Avoiding uncomfortable emotions can be a problem. But holding our negative and positive emotions in both hands can be helpful. For sure, celebrate and be grateful for the good in your life. But don’t hesitate to hold the hurt in life in an uncomfortable but healthy tension. This increases your awareness of where you might need protection and boundaries. It will also grow your empathy and the relational empathy of your surrounding community.


Comments

3 responses to “An Uncomfortable but Healthy Tension”

  1. Lauren Brennan Avatar
    Lauren Brennan

    One of my favorite liturgies from Every Moment Holy is “Embracing Both Joy & Sorrow.”

    “A Liturgy for Embracing Both Joy & Sorrow”

    Do not be distant, O Lord, lest I find this burden of loss too heavy, and shrink from the necessary experience of my grief.

    Do not be distant, O Lord, lest I become so mired in yesterday’s hurts, that I miss entirely the living gifts this day might hold.

    Let me neither ignore my pain, pretending all is okay when it isn’t, nor coddle and magnify my pain, so that I dull my capacity to experience all that remains good in this life.

    For joy that denies sorrow is neither hard-won, nor true, nor eternal. It is not real joy at all. And sorrow that refuses to make space for the return of joy and hope, in the end becomes nothing more than a temple for the worship of my own woundedness.

    So give me strength, O God, to feel this grief deeply, never to hide my heart from it. And give me also hope enough to remain open to surprising encounters with joy, as one on a woodland path might stumble suddenly into dapplings of golden light.

    Amidst the pain that lades these days, give me courage, O Lord; courage to live them fully, to love and to allow myself to be loved, to remember, grieve, and honor what was, to live with thanksgiving in what is, and to invest in the hope of what will be.

    Be at work gilding these long heartbreaks with the advent of new joys, good friendships, true fellowships, unexpected delights.
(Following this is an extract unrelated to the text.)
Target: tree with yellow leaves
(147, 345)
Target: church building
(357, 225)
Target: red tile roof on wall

Remind me again and again of your goodness, your presence, your promises.

    For this is who we are: a people of The Promise—a people shaped in the image of the God whose very being generates all joy in the universe, yet who also weeps and grieves its brokenness.

    So we, your children, are also at liberty to lament our losses, even as we simultaneously rejoice in the hope of their coming restoration.

    Let me learn now, O Lord, to do this as naturally as the inhale and exhale of a single breath:

    To breathe out sorrow, to breathe in joy.

    To breathe out lament, to breathe in hope.

    To breathe out pain, to breathe in comfort.

    To breathe out sorrow, to breathe in joy.

    In one hand I grasp the burden of my grief, while with the other I reach for the hope of grief’s redemption.

    And here, between the tension of the two, between what was and what will be, in the very is of now, let my heart be surprised by, shaped by, warmed by, remade by, the same joy that forever wells within and radiates from your heart, O God.

    Amen.

    1. Thank you Lauren. I love the “Every Moment Holy” series.

  2. Kendra Caniggia Avatar
    Kendra Caniggia

    I came across your account on threads. Grateful to have come across your blogs.